The shooting occurred Feb. 7 after officers were notified of a truck that matched the description of Dorner’s gray 2005 Nissan Titan. Hernandez suffered two bullet wounds to the back. She was released from the intensive care unit and was recovering. Carranza, 47, had minor injuries related to shattered glass and a wounded finger.
The women’s lawyer counted 102 bullet holes in their blue Toyota Tacoma and several more in Hernandez’s hoodie.
Weeks later, memories of the shooting were still evident, with five bullet holes piercing a home’s front door and more in walls and garages that lined the street.
"My guess is that they threw policy out the window and got in trouble," said resident Steve McDonald, whose solar panels sustained bullet damage. "They're lucky they didn't hit each other because there were bullets flying every which way."
NBC4 has learned that eight LAPD officers were involved in the shootout.
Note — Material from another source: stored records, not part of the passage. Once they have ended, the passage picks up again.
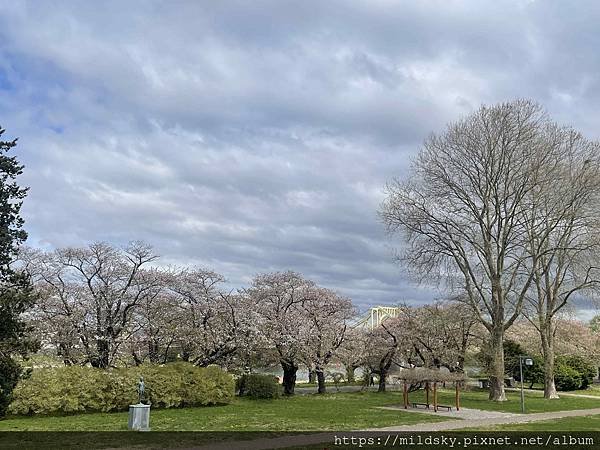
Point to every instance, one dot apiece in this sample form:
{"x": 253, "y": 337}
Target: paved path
{"x": 486, "y": 420}
{"x": 473, "y": 418}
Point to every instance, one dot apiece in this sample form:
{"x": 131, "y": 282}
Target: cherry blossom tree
{"x": 213, "y": 323}
{"x": 88, "y": 297}
{"x": 276, "y": 299}
{"x": 327, "y": 317}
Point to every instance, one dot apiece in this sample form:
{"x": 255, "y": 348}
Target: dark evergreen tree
{"x": 16, "y": 293}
All of them have been assigned to non-field assignments until "the (police) chief decides otherwise."
So far, their names have not been released and there has been no comment from the Los Angeles District Attorney about pressing charges.
An attorney for the women, Glen Jonas said he’ll let the investigation run its course.
"If the city wants to do it the easy way and get it resolved; if they want to do it the hard way, then we’ll file a lawsuit," he said.
Police said they cannot comment on on-going internal investigations.
But some residents, despite being so close to the gunfire, said they understand the officers’ actions.
"I think they have to be supported through this," said Joanne Arnn. "Yes, it's unfortunate, thank goodness no one here was fatally injured, but it's not a very safe world."
Arnn said that Torrance Police Department contacted each household on the block to learn if anyone was injuries and offered to pay for any damage to their homes.
About two blocks away and thirty minutes after the women were shot, a Redondo Beach man was fired upon by officers who also mistook him for the wanted Dorner.
Torrance police officials said two of the department's officers were involved in the second shooting. One of the officers fired three rounds and is on paid administrative leave pending an internal investigation.